Étude: Le rôle des exosomes pour des améliorations cardiorespiratoires et métaboliques spécifiques durables chez les hommes atteints de diabète de type 2 après un désentraînement. Crédit d'image : antoniodiaz/Shutterstock.com
Dans une étude récente publiée dans eBioMédecine, les chercheurs étudient si les avantages métaboliques induits par l'entraînement par intervalles à haute intensité (HIIT) se maintiennent ou diffèrent entre les individus avec et sans diabète de type 2 (DT2) après un arrêt prolongé de l'entraînement.
Sommaire
Les avantages du HIIT pour la gestion du diabète
L'exercice aérobique modéré améliore la fonctionnalité mitochondriale et la sensibilité à l'insuline, quel que soit le statut du DT2. Le désentraînement, qui fait référence à l'arrêt de l'entraînement physique, pendant quatre à huit semaines, annule complètement ces améliorations chez les personnes avec ou sans syndrome métabolique.

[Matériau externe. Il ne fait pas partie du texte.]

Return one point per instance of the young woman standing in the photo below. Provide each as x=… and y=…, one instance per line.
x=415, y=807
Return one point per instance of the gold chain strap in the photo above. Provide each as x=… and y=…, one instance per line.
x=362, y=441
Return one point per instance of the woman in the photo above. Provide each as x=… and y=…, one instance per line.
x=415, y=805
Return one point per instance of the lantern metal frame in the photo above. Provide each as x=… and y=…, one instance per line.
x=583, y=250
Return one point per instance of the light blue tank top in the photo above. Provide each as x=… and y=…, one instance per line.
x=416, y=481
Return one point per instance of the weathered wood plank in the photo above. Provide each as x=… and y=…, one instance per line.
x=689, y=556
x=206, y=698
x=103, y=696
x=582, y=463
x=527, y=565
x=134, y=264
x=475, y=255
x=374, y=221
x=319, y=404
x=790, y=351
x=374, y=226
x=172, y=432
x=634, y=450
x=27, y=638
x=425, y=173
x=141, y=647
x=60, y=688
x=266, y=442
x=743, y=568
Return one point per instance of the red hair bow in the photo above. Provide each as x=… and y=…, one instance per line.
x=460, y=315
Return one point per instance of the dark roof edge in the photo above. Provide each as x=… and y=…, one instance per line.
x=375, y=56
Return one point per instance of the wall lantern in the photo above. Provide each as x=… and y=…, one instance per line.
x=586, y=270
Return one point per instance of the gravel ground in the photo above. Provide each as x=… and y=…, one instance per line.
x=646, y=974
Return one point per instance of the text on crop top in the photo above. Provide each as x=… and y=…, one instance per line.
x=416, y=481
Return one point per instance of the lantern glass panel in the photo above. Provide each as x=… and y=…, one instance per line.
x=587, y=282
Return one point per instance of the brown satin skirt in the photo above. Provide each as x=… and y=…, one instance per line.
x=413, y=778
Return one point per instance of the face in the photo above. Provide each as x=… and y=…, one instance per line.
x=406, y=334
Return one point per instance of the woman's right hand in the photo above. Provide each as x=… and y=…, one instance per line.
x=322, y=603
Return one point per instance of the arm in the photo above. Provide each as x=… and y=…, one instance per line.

Le HIIT est un exercice rapide qui améliore la sensibilité à l’insuline et la condition cardiorespiratoire chez les personnes à risque, avec ou sans DT2. Il a été démontré que cette forme d’exercice augmente la lipolyse, l’activité de la citrate synthase, ainsi que la capacité, la fusion et la biogenèse des mitochondries.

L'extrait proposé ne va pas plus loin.